The performance deterioration of the interpreter approach is due to the overhead of RPN-based expression evaluation. When the size of the training dataset is relatively small, the savings in kernel compilation time compensate for this overhead. With larger dataset (i.e. more kernel execution), the interpreter overhead cancels out the savings in compilation time.

The interpreter overhead is mainly due to two factors. First, the interpreter uses CUDA registers to maintain a stack, increasing the I/O overhead compared to kernels that hardcode the expression (kernels per individual and kernel per generation). If the stack becomes too large to be contained within registers, we may have to rely on even slower memory, increasing the I/O overhead even further. Second, the interpreter makes more function calls internally, compared to the hardcoded kernels: the increased branching also deteriorates the performance of the kernel interpreter.

To answer RQ1: the best parallelisation approach is determined by the trade-off between compilation time and the computational overhead of the kernel interpreter. Above a certain number of kernel executions, the interpreter loses the savings from the fewer compilations.

To answer RQ2, we fixed the size of dataset and varied the population size. The results in Fig. 2a show that, for the data size of 74,700, the interpreter method outperforms all other approaches, regardless of the population size (i.e. its performance overhead is still being cancelled out by the savings in the compilation time). Note that the kernel per individual approach performs worse than the CPU. However, in Fig. 2b, kernel per generation performs the best. In fact, the relative order between approaches is the same as in Fig. 1 with dataset size of 747,000, regardless of the population size.

Fig. 2.
figure 2

Plot of three parallelisation approaches and CPU based GP on the fixed data size 74,700 and 747,000. Both y-axes are shown on logarithmic scale.
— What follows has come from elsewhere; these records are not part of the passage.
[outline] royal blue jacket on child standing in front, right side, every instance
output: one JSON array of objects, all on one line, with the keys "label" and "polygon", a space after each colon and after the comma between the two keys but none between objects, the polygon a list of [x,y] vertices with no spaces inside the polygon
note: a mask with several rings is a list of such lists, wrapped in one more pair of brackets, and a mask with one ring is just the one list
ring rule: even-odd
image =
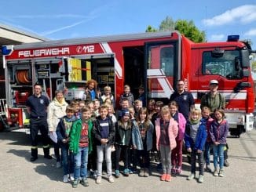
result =
[{"label": "royal blue jacket on child standing in front, right side", "polygon": [[190,129],[192,124],[190,121],[187,122],[185,129],[185,146],[186,149],[191,148],[192,150],[204,150],[204,145],[207,141],[207,128],[206,119],[202,118],[199,122],[199,128],[196,132],[196,142],[194,143],[192,137],[190,136]]}]

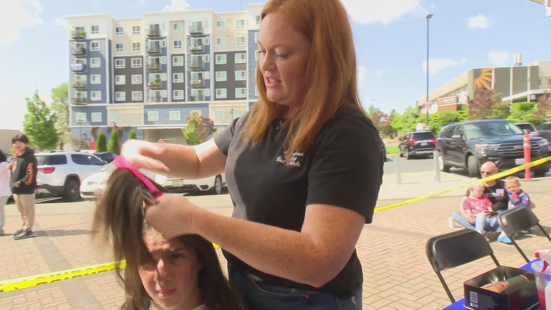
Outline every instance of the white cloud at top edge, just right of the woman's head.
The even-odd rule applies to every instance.
[[[342,0],[350,18],[360,24],[377,23],[384,25],[398,20],[402,15],[416,9],[423,9],[419,0]]]

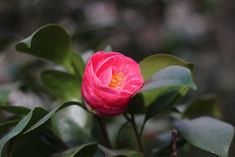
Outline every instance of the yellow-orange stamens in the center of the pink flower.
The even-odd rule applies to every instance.
[[[123,76],[122,72],[114,73],[108,86],[111,88],[121,87],[124,80],[126,80],[126,78]]]

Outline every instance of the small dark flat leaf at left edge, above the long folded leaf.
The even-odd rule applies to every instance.
[[[16,115],[26,115],[30,112],[29,108],[23,106],[0,106],[0,111],[6,111]]]

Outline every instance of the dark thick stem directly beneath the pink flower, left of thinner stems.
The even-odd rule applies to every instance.
[[[100,132],[101,132],[102,137],[103,137],[104,145],[107,148],[111,148],[111,144],[110,144],[110,141],[109,141],[109,137],[108,137],[108,133],[107,133],[107,129],[106,129],[105,123],[103,122],[101,117],[99,117],[99,116],[95,116],[95,117],[96,117],[97,122],[98,122],[99,127],[100,127]]]

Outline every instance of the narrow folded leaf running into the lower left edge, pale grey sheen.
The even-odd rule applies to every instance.
[[[38,119],[42,118],[45,114],[46,111],[42,108],[35,108],[34,110],[30,111],[8,134],[6,134],[0,140],[0,156],[2,155],[4,145],[9,140],[21,134],[27,128],[31,127]]]

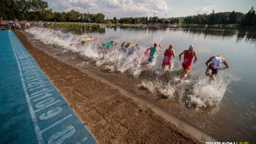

We note that the kernel per individual approach shows wider variances as the population size grows. Since the approach relies heavily on an external process (i.e. CUDA compiler), we posit that it is more vulnerable to the external and environmental factors that can affect the execution time stochastically.

5 Related Works

The use of an interpreter has been suggested as a way to scale up GP on GPUs: Langdon and Banzhaf implemented an RPN-based interpreter for GP regression [1]. Wilson and Banzhaf implemented an entire Linear GP system on GPUs, parallelising not only the fitness evaluation but also the GP mutation [11]. Both approaches have been developed with earlier incarnations of GPGPU frameworks and do not benefit from the high level programming support of contemporary frameworks. Our work exploits the modern GPU development framework to compare approaches such as kernel per individual.

Other applications of GP in SBSE involves evolving not just expressions but arbitrary code [2, 3, 9]. To parallelise GP for these applications, we need to be able to execute arbitrary code on GPU. The existence of I/O operations or system calls prevents such use of GPGPU. However, there are ongoing works that attempt to overcome the limitations of GPU environment. For example, Silberstein et al. have tried to interface the host file system with GPU kernels [6].

6 Conclusion

This paper evaluates three different parallelisation approaches for GP fitness evaluation on GPU: kernel per individual, kernel per generation, and kernel interpreter. The empirical study using a symbolic regression benchmark problem shows that, while the kernel per generation performs best overall, the actual performance depends on multiple factors such as the size of the population and the volume of the training data. Consequently, we advise GP practitioners to choose their parallelisation approach carefully. Future work will investigate a wider range of benchmark problems.